New industry forecasts released by Master Builders Australia show Western Australia has inched closer to meeting its Housing Accord target.
Five months after the first forecasts covering the full five-year Accord period, WA is projected to decrease its housing shortfall from 15,420 to just 5,912 homes.
From 1 July 2024 until 30 June 2029, Master Builders forecasts 124,128 new home starts, 4.65 per cent lower than the Accord target.
Master Builders WA CEO Matthew Pollock said Western Australia and South Australia are the only two states to move closer to their targets, which is a testament to the state government’s efforts.
“The downgrade in the National April forecasts is off the back of a prolonged battle to curb inflation, persistently high interest rates and continued constraints on the supply side of the residential building market.
“WA has seen an earlier recovery in the residential building market compared to our eastern counterparts.
“This is good news, but more must be done to make up the remaining 6,000 homes.
“As a share of Australia’s population, WA will need to build around 130,000 new homes over the next five years. We have done this before, and we can do it again.
“The federal and state governments have acknowledged the challenges around planning, workforce and productivity, but we aren’t seeing enough flow through on the ground.
“Productivity in the industry has fallen 18 per cent over the last decade. The state government needs to expedite the rollout of planning reforms and build-ready land to reduce the high costs and time it takes to build.
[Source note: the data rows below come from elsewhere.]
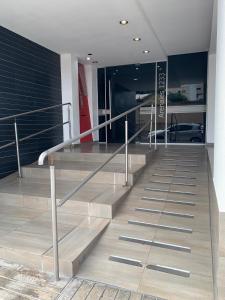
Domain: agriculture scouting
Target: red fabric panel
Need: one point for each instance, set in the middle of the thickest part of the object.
(85, 119)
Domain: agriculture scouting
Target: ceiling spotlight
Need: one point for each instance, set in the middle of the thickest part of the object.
(123, 22)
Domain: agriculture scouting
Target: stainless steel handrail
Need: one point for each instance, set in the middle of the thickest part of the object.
(82, 135)
(33, 111)
(17, 140)
(88, 178)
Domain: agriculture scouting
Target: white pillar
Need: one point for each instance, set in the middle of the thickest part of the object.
(211, 86)
(70, 92)
(219, 134)
(92, 89)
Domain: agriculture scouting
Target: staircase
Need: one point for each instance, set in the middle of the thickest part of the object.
(26, 233)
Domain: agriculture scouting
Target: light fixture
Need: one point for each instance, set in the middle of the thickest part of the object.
(123, 22)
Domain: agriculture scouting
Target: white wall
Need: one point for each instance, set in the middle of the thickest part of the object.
(211, 80)
(92, 89)
(70, 92)
(211, 85)
(219, 133)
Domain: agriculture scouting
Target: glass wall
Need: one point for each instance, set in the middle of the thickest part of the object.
(181, 98)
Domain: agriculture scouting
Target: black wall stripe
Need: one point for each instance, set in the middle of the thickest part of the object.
(29, 79)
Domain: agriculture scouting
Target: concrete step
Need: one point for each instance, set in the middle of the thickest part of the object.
(75, 246)
(112, 173)
(92, 200)
(28, 240)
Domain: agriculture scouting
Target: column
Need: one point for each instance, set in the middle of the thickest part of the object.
(219, 133)
(70, 92)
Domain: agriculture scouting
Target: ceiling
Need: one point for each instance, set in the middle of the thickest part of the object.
(166, 27)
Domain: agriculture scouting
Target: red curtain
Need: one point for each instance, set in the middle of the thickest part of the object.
(85, 119)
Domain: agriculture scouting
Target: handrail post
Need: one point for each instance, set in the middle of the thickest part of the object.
(54, 224)
(17, 150)
(69, 121)
(126, 152)
(150, 131)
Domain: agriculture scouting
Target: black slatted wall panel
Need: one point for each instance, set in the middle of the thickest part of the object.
(29, 80)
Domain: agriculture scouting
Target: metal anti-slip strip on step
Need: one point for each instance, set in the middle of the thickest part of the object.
(173, 183)
(164, 212)
(155, 243)
(165, 227)
(168, 191)
(168, 201)
(173, 176)
(175, 170)
(126, 260)
(181, 165)
(181, 160)
(166, 269)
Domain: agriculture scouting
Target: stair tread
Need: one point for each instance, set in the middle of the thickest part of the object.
(76, 242)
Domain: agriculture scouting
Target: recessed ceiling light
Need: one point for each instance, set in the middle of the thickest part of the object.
(123, 22)
(136, 39)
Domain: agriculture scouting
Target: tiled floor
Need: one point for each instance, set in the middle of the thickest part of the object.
(194, 216)
(20, 283)
(169, 257)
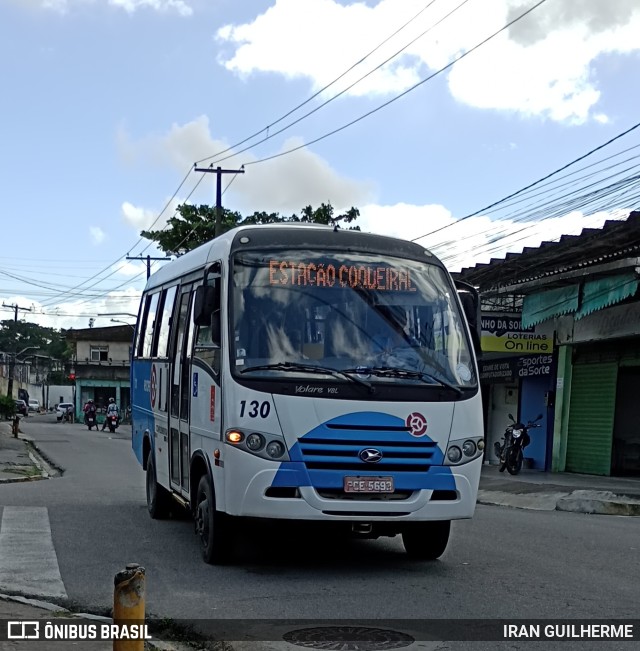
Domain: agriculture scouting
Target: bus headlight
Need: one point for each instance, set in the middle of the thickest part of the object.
(275, 449)
(255, 441)
(259, 444)
(454, 454)
(464, 450)
(469, 448)
(234, 436)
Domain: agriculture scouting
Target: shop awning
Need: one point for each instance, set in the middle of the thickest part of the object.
(542, 306)
(594, 295)
(602, 292)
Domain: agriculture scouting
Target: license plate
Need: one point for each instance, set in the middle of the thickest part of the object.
(368, 484)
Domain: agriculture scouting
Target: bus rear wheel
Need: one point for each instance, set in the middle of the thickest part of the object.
(212, 526)
(426, 541)
(158, 498)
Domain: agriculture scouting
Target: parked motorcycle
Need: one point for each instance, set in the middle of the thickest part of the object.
(112, 422)
(515, 440)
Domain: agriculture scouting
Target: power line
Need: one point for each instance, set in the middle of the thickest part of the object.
(406, 92)
(531, 185)
(319, 92)
(342, 92)
(148, 260)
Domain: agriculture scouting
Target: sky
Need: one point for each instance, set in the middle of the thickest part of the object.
(425, 115)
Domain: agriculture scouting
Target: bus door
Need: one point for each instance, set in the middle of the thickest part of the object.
(180, 394)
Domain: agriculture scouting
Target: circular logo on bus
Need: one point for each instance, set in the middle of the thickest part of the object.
(154, 383)
(417, 424)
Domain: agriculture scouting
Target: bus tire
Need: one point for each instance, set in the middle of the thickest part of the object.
(212, 526)
(426, 541)
(158, 497)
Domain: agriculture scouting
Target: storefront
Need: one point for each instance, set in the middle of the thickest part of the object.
(518, 376)
(602, 387)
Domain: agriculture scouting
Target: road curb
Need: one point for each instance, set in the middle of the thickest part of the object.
(577, 501)
(602, 504)
(59, 611)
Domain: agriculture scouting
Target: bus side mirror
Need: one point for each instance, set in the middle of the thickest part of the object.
(470, 301)
(204, 305)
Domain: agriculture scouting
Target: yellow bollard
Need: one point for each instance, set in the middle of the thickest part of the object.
(128, 603)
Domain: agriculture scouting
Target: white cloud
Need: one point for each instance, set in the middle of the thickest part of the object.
(139, 218)
(97, 234)
(180, 7)
(541, 66)
(475, 240)
(285, 184)
(129, 268)
(76, 313)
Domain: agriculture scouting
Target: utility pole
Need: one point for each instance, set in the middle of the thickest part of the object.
(12, 361)
(218, 171)
(148, 259)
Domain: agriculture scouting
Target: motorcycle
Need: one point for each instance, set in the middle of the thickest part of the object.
(515, 440)
(112, 422)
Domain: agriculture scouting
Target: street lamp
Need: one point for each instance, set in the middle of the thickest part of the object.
(12, 365)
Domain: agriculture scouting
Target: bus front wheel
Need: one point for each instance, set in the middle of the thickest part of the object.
(426, 541)
(213, 527)
(158, 498)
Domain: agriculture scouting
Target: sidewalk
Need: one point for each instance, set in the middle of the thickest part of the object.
(32, 610)
(20, 459)
(560, 491)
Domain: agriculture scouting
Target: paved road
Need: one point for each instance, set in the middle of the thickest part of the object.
(503, 563)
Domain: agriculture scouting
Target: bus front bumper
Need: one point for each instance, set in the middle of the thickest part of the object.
(255, 500)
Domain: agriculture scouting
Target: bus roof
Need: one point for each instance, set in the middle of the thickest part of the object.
(219, 247)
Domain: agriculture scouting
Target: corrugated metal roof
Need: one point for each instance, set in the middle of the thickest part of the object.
(616, 239)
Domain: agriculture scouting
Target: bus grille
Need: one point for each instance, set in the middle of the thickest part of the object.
(342, 455)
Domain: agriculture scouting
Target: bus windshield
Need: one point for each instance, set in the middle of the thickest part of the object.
(387, 319)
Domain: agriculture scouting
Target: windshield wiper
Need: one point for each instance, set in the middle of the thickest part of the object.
(392, 371)
(292, 367)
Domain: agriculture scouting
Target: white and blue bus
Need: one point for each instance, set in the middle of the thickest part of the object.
(303, 372)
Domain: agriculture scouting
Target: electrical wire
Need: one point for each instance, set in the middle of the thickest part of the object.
(317, 93)
(342, 92)
(531, 185)
(399, 96)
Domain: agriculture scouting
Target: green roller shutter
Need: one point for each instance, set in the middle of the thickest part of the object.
(591, 415)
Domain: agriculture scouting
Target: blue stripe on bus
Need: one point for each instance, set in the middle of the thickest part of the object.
(414, 462)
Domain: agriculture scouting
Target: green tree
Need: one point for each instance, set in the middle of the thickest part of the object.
(16, 335)
(192, 226)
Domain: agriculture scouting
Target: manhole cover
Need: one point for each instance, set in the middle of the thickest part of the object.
(348, 638)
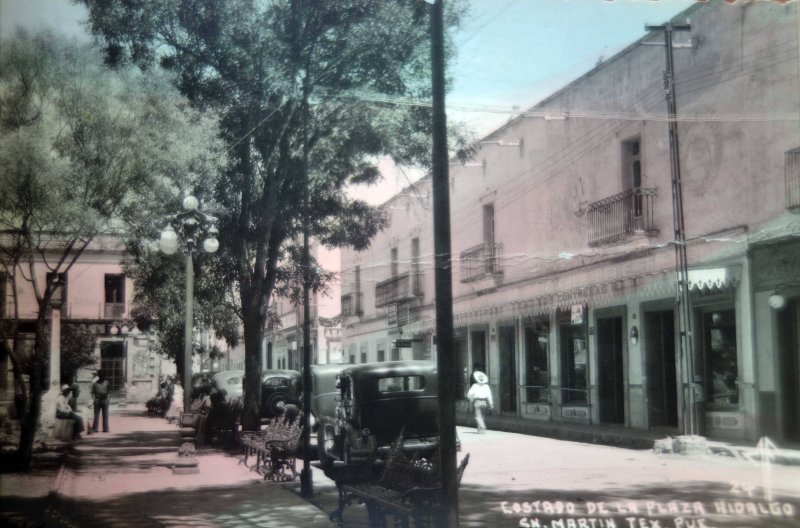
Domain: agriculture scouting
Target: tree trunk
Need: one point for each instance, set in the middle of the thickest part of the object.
(29, 421)
(253, 335)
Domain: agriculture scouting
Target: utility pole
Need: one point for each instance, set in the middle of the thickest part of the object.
(443, 275)
(694, 394)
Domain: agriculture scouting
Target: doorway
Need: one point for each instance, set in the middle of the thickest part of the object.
(112, 363)
(610, 374)
(508, 371)
(789, 339)
(660, 368)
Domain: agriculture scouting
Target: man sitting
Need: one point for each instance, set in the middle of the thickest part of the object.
(65, 412)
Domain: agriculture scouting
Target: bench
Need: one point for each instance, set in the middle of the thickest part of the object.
(406, 487)
(275, 449)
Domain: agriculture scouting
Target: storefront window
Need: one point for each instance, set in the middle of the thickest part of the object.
(537, 380)
(574, 361)
(719, 348)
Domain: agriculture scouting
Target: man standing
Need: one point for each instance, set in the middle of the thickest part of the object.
(480, 395)
(100, 395)
(65, 412)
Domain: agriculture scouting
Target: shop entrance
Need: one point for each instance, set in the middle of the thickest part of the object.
(508, 372)
(112, 362)
(789, 339)
(660, 368)
(610, 374)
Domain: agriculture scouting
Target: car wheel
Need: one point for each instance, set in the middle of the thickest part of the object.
(326, 444)
(276, 404)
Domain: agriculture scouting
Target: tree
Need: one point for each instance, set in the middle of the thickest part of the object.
(310, 95)
(84, 153)
(77, 350)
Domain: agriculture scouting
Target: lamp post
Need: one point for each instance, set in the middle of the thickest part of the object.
(192, 224)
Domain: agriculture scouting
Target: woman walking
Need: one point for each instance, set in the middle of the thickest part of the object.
(100, 394)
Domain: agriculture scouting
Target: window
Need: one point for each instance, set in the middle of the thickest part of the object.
(537, 380)
(394, 262)
(792, 170)
(632, 171)
(2, 295)
(719, 353)
(114, 296)
(416, 277)
(59, 285)
(574, 360)
(381, 352)
(401, 383)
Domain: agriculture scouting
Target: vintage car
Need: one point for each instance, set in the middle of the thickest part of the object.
(202, 382)
(376, 403)
(228, 384)
(278, 388)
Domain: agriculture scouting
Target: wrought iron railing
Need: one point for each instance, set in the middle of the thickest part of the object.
(792, 169)
(620, 215)
(479, 262)
(114, 310)
(352, 304)
(392, 290)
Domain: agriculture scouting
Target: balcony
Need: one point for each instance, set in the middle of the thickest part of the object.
(352, 304)
(619, 216)
(394, 290)
(792, 169)
(479, 262)
(114, 310)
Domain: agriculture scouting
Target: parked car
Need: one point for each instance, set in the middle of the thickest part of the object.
(325, 394)
(278, 388)
(228, 384)
(202, 382)
(376, 403)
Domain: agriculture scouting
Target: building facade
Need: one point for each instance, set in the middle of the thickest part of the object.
(563, 227)
(95, 294)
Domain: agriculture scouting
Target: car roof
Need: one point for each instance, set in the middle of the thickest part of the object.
(391, 368)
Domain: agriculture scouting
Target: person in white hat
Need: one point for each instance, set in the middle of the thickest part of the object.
(64, 411)
(480, 396)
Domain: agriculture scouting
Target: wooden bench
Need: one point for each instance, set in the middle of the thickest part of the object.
(404, 488)
(275, 449)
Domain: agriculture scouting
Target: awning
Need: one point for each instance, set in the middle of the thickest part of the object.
(650, 285)
(709, 278)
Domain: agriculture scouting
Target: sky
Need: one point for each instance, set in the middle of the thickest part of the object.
(510, 54)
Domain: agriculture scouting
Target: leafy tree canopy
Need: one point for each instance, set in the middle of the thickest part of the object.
(310, 95)
(84, 152)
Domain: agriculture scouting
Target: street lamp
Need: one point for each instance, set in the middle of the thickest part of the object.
(192, 224)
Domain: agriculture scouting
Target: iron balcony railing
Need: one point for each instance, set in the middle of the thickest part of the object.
(352, 304)
(621, 215)
(479, 262)
(114, 310)
(398, 288)
(792, 169)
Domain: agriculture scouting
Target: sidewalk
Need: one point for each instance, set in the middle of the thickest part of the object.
(125, 478)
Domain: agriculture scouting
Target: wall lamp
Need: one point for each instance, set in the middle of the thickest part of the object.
(634, 335)
(777, 300)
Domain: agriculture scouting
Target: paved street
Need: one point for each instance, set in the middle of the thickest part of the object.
(123, 479)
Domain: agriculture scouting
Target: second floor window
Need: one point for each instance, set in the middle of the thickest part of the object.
(59, 285)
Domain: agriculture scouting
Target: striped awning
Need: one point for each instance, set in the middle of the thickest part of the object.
(646, 286)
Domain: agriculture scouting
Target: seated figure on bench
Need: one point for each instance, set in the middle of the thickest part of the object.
(65, 412)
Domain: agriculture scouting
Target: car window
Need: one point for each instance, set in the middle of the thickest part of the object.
(276, 382)
(401, 383)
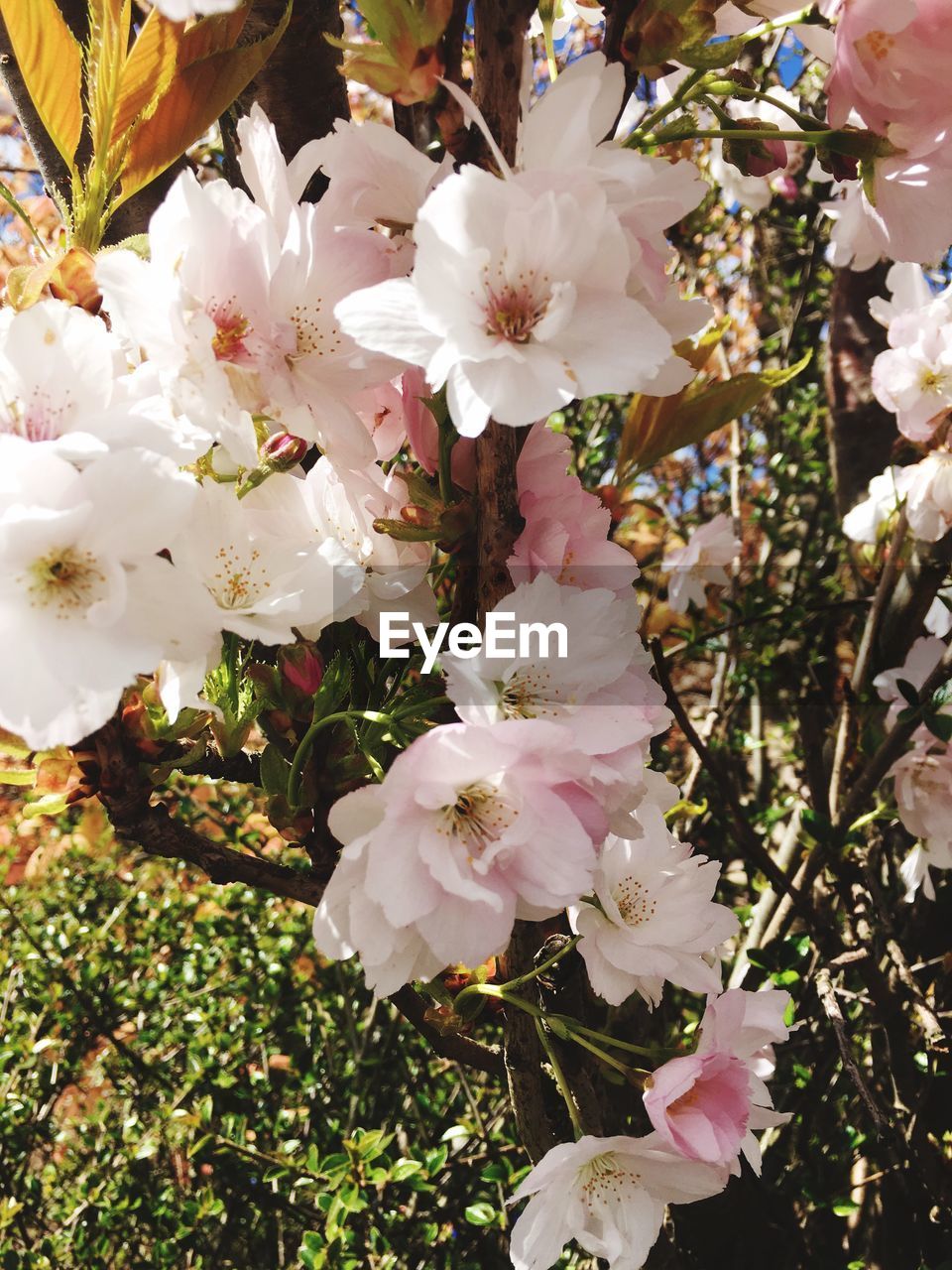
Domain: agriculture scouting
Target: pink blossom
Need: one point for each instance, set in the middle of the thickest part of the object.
(701, 563)
(701, 1105)
(566, 529)
(472, 826)
(892, 64)
(923, 657)
(610, 1194)
(929, 495)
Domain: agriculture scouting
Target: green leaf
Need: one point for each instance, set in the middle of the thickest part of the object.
(480, 1214)
(404, 1169)
(707, 58)
(909, 691)
(275, 770)
(658, 426)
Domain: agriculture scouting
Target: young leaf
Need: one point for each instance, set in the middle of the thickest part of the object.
(149, 70)
(658, 426)
(51, 64)
(197, 96)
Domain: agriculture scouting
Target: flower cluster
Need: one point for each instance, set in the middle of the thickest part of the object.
(235, 454)
(890, 75)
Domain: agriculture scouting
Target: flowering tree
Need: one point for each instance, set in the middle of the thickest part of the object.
(289, 454)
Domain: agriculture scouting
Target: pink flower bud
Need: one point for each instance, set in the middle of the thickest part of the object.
(301, 667)
(701, 1105)
(282, 451)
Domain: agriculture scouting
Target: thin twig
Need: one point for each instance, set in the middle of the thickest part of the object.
(749, 837)
(828, 998)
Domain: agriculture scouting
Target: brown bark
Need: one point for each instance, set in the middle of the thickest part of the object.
(299, 87)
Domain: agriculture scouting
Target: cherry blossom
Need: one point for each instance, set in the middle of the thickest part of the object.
(921, 659)
(610, 1196)
(86, 603)
(923, 784)
(476, 826)
(513, 296)
(653, 917)
(929, 495)
(262, 580)
(912, 379)
(746, 1025)
(90, 404)
(376, 176)
(701, 563)
(701, 1105)
(343, 504)
(602, 690)
(235, 307)
(870, 520)
(892, 62)
(901, 209)
(566, 529)
(543, 264)
(348, 920)
(180, 10)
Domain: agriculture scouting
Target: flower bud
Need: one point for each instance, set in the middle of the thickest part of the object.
(757, 158)
(301, 668)
(284, 451)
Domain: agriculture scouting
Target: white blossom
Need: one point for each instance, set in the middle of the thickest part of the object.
(701, 563)
(610, 1196)
(653, 917)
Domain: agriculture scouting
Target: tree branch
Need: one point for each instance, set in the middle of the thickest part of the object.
(460, 1049)
(500, 28)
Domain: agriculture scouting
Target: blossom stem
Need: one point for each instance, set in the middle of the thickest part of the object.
(307, 740)
(747, 135)
(563, 1087)
(448, 437)
(540, 969)
(642, 1051)
(785, 19)
(809, 122)
(680, 95)
(419, 707)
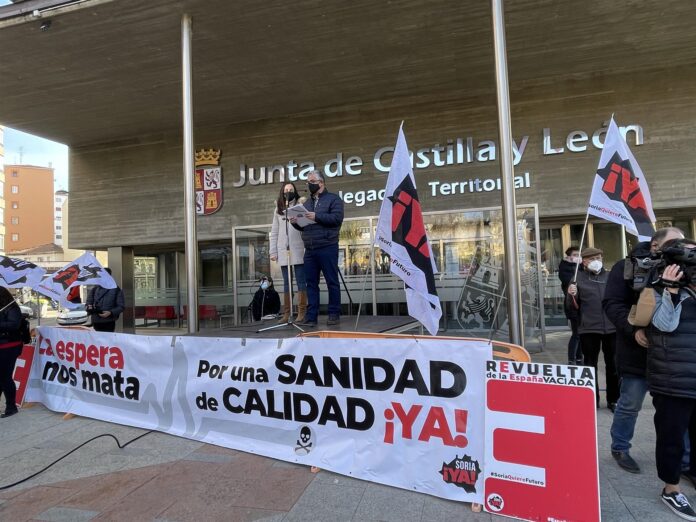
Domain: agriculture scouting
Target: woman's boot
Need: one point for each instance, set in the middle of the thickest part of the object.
(301, 306)
(287, 307)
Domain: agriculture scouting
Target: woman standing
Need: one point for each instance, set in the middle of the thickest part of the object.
(10, 348)
(286, 242)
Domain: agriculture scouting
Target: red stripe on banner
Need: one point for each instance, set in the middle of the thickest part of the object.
(22, 371)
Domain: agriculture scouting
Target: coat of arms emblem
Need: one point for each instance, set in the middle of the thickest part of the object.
(208, 182)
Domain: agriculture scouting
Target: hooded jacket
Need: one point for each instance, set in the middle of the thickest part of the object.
(566, 272)
(672, 355)
(591, 288)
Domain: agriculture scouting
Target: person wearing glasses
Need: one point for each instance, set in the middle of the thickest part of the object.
(320, 239)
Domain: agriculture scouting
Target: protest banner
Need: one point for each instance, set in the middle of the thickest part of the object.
(406, 413)
(541, 442)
“Workforce shortages continue to be the biggest challenge for the industry across all sectors. Domestically, we cannot fill this gap.
“The state government understand this and recently listened to industry to extend the construction visa subsidy program, but more needs to be done at a federal level, particularly to make it easier for employers to navigate the complex and costly visa system.
“The performance of higher density building will be crucial to meeting the target and combating the housing and rental crisis.
“Build times for these projects have blown out since the pandemic by around 20 per cent from approval to completion and costs have risen by around 40 per cent.
“Inflation is a capacity killer. Governments must speed up efforts to address these supply bottlenecks.” Mr Pollock said.
The non-residential and civil sectors of the industry continue to expand and are helping to keep economic growth in positive territory.
Non-residential building activity should fair quite well over the next five years, increasing by 7.5 per cent over the five years to June 2024.
The civil construction sector is forecast to expand by 19.2 per cent, largely driven by transport and utilities construction activity.
Mr Pollock added: “Continued investment and support in the whole built environment is important.
“We can’t build the homes we need without the appropriate commercial and civil infrastructure to support it. This includes critical infrastructure such as utilities.
“Builders are up to the challenge to reach these targets but the barriers on the road need to be cleared to get the job done.”